Sesungguhnya agama Majusi adalah seburuk-buruk agama; tidak ada penghormatan untuk bangsa Arab di dalamnya, dan tidak ada pengetahuan dari Ahli Kitab. Mereka menikahi apa yang manusia malu menikahinya (kaum Majusi memperbolehkan menikahi mahram seperti ibu, putri, dan saudari), mereka memakan apa yang manusia enggan memakannya, dan mereka menyembah api di dunia, padahal api itu akan memakan mereka di akhirat.
Engkau bukanlah orang yang tidak memiliki akal dan pandangan. Maka renungkanlah, apakah pantas seseorang yang tidak pernah berdusta engkau dustakan? Apakah pantas seseorang yang tidak pernah berkhianat engkau curigai? Apakah pantas seseorang yang tidak pernah mengingkari janji engkau ragukan?”
Lalu ia menegaskan bahwa Nabi ﷺ adalah pribadi yang konsisten, tidak mungkin apa yang beliau larang justru beliau perintahkan, atau sebaliknya. Semua perintah dan larangan beliau sesuai dengan akal sehat dan pemikiran yang dalam.
Sang raja pun tergugah dan berkata:
“Aku telah meneliti agama Majusi, dan aku dapati ia hanya untuk dunia, tanpa akhirat. Lalu aku meneliti agamamu, dan aku dapati ia untuk dunia sekaligus akhirat.
Maka apa yang menghalangiku untuk menerima agama yang menjanjikan kebahagiaan hidup dan ketenangan mati?
Sungguh, aku kemarin heran kepada orang yang menerimanya, dan hari ini aku heran kepada orang yang menolaknya. Karena agama ini benar-benar masuk akal.
Dan sesungguhnya mengagungkan agama ini berarti juga mengagungkan utusannya.
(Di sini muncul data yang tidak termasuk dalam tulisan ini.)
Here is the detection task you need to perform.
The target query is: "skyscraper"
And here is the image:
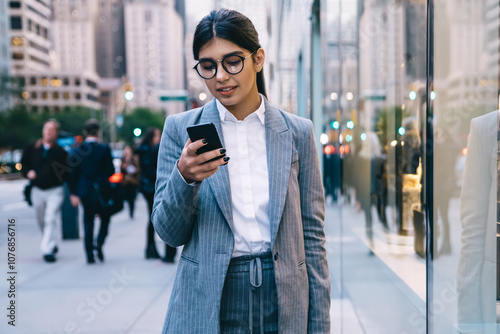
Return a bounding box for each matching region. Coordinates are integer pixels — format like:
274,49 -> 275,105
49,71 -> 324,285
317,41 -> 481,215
96,0 -> 126,78
0,1 -> 11,111
52,0 -> 97,73
125,0 -> 185,114
8,0 -> 52,76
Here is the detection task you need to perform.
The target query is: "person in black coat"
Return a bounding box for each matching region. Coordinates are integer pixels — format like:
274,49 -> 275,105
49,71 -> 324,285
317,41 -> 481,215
70,119 -> 114,264
135,128 -> 177,263
21,119 -> 70,262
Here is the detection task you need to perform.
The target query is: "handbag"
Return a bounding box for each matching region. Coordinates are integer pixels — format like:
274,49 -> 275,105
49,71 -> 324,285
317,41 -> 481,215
92,180 -> 123,216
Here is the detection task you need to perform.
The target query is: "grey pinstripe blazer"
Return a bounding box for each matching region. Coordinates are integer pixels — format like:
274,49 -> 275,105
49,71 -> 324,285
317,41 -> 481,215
152,100 -> 330,334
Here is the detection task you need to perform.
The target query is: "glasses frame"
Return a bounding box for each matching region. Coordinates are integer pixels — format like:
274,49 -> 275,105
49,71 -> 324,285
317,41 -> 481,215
193,50 -> 257,80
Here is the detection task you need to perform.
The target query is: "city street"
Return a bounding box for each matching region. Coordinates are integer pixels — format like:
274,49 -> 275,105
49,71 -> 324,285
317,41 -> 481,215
0,176 -> 456,334
0,180 -> 177,334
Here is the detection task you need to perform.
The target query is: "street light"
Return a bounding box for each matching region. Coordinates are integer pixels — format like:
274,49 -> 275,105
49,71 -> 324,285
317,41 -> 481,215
319,133 -> 328,145
125,91 -> 134,101
408,90 -> 417,101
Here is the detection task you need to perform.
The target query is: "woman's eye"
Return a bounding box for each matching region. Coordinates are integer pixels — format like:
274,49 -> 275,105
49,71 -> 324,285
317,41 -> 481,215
200,63 -> 215,71
224,57 -> 241,66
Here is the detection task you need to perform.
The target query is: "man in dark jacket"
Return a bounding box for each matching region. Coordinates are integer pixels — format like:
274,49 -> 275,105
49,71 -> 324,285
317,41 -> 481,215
70,119 -> 114,264
21,119 -> 70,262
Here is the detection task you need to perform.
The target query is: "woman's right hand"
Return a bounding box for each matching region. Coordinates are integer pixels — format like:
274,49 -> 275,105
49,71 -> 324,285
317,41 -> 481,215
177,139 -> 229,183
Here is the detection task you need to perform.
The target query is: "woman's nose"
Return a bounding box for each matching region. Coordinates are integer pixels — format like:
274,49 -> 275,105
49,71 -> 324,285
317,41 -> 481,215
215,61 -> 229,81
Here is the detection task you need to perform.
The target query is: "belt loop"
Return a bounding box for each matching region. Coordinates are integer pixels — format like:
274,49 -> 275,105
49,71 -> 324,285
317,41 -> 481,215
248,257 -> 264,334
250,257 -> 262,288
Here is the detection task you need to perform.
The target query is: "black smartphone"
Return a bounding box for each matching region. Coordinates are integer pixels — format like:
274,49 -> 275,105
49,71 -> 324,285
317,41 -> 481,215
187,123 -> 222,157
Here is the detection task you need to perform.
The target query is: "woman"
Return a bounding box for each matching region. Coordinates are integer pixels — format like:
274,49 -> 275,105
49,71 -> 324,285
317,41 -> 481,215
153,9 -> 330,333
70,119 -> 115,264
120,145 -> 139,218
135,127 -> 172,262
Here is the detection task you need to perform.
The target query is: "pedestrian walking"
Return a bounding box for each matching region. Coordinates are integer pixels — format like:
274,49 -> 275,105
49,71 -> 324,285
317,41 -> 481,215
21,119 -> 70,262
120,145 -> 139,218
135,127 -> 177,263
152,9 -> 330,334
70,119 -> 115,264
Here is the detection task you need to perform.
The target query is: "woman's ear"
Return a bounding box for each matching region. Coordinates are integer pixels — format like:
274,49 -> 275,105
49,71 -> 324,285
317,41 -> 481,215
253,48 -> 266,72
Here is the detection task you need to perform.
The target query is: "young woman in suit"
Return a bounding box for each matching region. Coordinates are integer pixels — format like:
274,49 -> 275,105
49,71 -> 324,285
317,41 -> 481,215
152,9 -> 330,333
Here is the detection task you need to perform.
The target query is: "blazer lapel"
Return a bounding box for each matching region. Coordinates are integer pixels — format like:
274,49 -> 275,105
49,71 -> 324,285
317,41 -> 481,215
200,99 -> 233,227
265,100 -> 292,247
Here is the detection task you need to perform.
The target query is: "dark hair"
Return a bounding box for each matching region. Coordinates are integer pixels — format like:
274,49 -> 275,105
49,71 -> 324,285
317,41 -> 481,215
193,9 -> 267,97
141,127 -> 160,146
83,118 -> 101,137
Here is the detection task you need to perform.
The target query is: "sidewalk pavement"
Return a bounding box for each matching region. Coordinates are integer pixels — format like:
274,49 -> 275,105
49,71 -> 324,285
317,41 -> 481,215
0,180 -> 366,334
0,187 -> 178,334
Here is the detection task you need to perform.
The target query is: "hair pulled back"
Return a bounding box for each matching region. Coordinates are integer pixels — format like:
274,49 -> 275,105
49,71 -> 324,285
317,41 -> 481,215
193,9 -> 267,97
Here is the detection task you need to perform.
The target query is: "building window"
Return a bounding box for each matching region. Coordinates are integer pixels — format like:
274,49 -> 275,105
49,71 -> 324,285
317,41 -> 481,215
50,78 -> 61,87
87,80 -> 97,88
12,52 -> 24,60
9,1 -> 21,8
10,37 -> 24,46
10,16 -> 23,30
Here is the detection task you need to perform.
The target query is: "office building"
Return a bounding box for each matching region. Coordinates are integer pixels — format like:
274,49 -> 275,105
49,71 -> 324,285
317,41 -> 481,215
125,0 -> 185,114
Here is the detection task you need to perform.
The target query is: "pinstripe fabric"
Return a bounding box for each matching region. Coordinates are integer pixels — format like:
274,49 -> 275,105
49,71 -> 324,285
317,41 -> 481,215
152,101 -> 330,334
221,255 -> 278,334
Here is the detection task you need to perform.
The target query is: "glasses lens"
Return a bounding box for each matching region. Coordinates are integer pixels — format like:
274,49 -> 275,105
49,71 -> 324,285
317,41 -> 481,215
222,56 -> 243,74
197,60 -> 217,79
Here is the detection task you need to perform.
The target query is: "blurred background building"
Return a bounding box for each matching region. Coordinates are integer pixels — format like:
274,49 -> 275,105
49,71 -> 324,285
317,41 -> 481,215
0,1 -> 11,111
0,0 -> 500,334
125,0 -> 185,114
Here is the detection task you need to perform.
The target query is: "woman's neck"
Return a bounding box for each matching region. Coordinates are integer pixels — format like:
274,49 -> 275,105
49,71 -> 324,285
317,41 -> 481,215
224,93 -> 261,121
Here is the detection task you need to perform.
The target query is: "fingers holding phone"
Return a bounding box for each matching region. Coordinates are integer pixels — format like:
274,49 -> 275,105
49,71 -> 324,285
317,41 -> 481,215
177,139 -> 229,183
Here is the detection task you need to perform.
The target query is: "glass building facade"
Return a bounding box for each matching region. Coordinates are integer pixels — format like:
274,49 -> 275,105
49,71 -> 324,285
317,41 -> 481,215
232,0 -> 500,334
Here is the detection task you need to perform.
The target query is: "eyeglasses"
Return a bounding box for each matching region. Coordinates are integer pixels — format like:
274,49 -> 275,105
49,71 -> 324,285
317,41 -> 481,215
193,50 -> 257,80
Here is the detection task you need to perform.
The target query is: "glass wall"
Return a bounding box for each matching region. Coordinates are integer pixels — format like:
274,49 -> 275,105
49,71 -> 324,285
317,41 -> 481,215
323,0 -> 500,333
324,0 -> 427,333
429,0 -> 499,333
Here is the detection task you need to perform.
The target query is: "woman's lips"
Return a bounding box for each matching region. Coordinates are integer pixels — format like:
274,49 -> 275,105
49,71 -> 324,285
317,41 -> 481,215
217,86 -> 238,96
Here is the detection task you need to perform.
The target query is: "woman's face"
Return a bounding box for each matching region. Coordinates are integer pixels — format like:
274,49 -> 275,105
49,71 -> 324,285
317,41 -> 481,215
152,129 -> 161,146
199,38 -> 265,113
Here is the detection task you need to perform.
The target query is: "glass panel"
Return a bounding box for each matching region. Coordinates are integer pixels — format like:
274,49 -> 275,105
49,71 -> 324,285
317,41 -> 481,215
429,0 -> 499,333
324,0 -> 427,334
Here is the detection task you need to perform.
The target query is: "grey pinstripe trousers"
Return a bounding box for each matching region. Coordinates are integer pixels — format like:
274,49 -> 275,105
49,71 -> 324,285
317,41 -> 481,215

Aku akan mempertimbangkan langkahku.”
Yakni beliau akan mempertimbangkan apakah akan pergi langsung menemui Rasulullah ﷺ, atau menulis surat kepadanya. Bukan ragu untuk masuk Islam atau tidak—sebab ucapan beliau ‘aku heran kepada orang yang menolaknya’ adalah pengakuanku bahwa agama ini adalah agama yang benar.
Kisah al-Muhajir bin Umayyah dan Raja Ḥimyar
Rasulullah ﷺ mengutus al-Muhajir bin Umayyah al-Makhzumi, saudara Ummu Salamah Ummul Mu’minin kepada al-Harith bin ‘Abd Kallal, seorang raja Himyar. Ketika tiba di hadapan raja, al-Muhajir menyampaikan sebuah nasihat yang penuh kekuatan retorika:
“Wahai Harith, engkau adalah orang pertama yang ditawarkan oleh al-Musthafa (yakni Nabi ﷺ) dakwahnya, namun engkau berpaling darinya. Engkau adalah raja yang paling agung kedudukannya. Jika engkau memperhatikan kekuasaan para raja, maka perhatikanlah pula siapa yang mengalahkan para raja itu. Jika engkau bergembira dengan harimu, maka takutlah pada esokmu.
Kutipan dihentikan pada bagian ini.